Ever since the Congress came to power in Punjab in February, it has spent most of its time settling scores with the previous Shiromani Akali Dal government instead of concentrating on matters of governance. This has disappointed people of the state who would have liked the government to focus more on its own performance. The Parkash Singh Badal regime’s misdeeds are well-known. Its bureaucrats and ministers were so busy lining their pockets that the state treasury was virtually bankrupt at the end of five years.
Farmers and the educated youth were the worst sufferers of the Badal government’s faulty policies. While the latter were affected by the declining job market, the former were beset by rising debts resulting from the inability to sell surplus produce at competitive prices. The inability to clear their debts forced many farmers to commit suicide. Farmers in Punjab were also victims of flawed policies of land use which resulted in water-logging and rendered large areas of land uncultivable.
Naturally, the electorate was on the lookout for change. They picked on the Congress, which was the only other option available. But what Punjab needs perhaps is a third front of independent leaders who have an effective agenda to chart a new course for the state.
As for the present Congress government, it has failed to kickstart industrialization, create employment opportunities or rejuvenate the farm sector. It has not taken a single step in this direction so far and obviously, the people of Punjab are worried.
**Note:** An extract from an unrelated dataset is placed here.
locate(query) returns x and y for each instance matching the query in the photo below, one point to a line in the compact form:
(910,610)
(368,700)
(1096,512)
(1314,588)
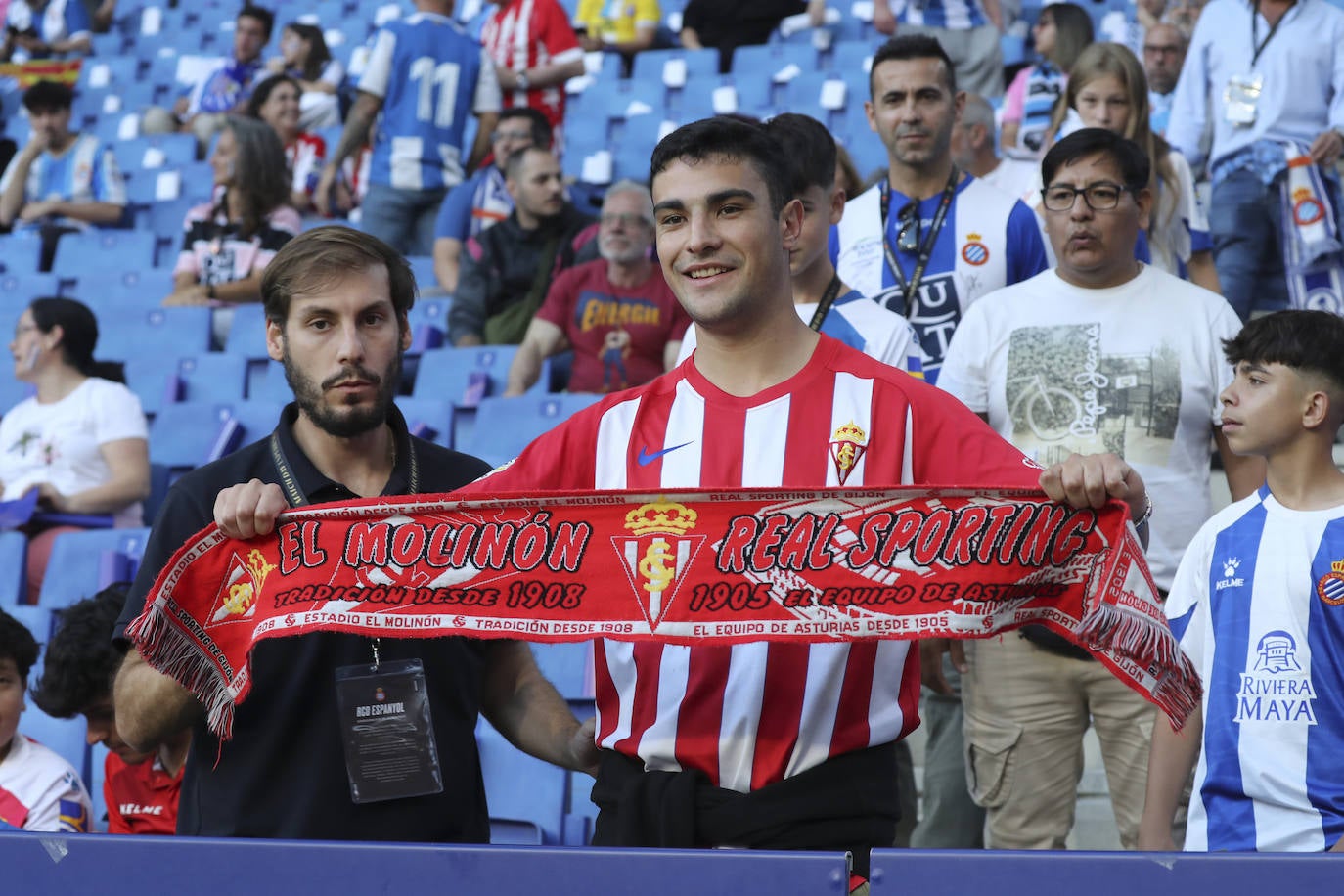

Already the state is faced with an unprecedented financial crisis, the result of mounting debt and an unwieldy administration. The state has the largest number of high-level officials for its size; it could function equally well with only two-thirds that number.
Although the government has talked of laying off low-ranking officials and is also supposedly planning to close down many of its loss-making corporations, it has never contemplated cutting down the oversized top layers of the bureaucracy.
Punjab has a number of loss-making companies that are a drain on its resources, but no attempt has been made to fix responsibility for their poor performance. The blame is usually pinned on lower level functionaries while the top brass is spared. With proper restructuring, there is a scope for several of these corporations to start functioning properly and, in some cases, even make profits. Only those corporations that are beyond redemption should be got rid off, after ensuring that their employees find jobs in other organizations.
Punjab has the potential to become an important industrial centre. At one stage, it was the foremost state for small and medium industries. But in the absence of a well-considered industrial policy the situation in the state is very different now. Despite being aware of the mess, the present government has not come up with a remedy. No wonder, Punjabi businessmen who have been successful in other states and in other countries hesitate to invest here. Nor has the state been able to attract foreign investment like its neighbour, Haryana.
The lack of a dynamic and entrepreneur-friendly industrial policy is particularly sad given the state has good infrastructure. It has a wide network of roads and adequate power supply. There is also abundant supply of qualified manpower.
It is time the state government focused its attention on tapping this potential and helping the state reclaim its position as one of the top states in terms of industrial growth, especially in the agro-industries and engineering sector. The government could also invite entrepreneurs like N.R. Narayanamurthy to explore possibilities in information technology. There are many things the government can do to improve the state’s economic condition, but only if it stops wasting time on settling old scores.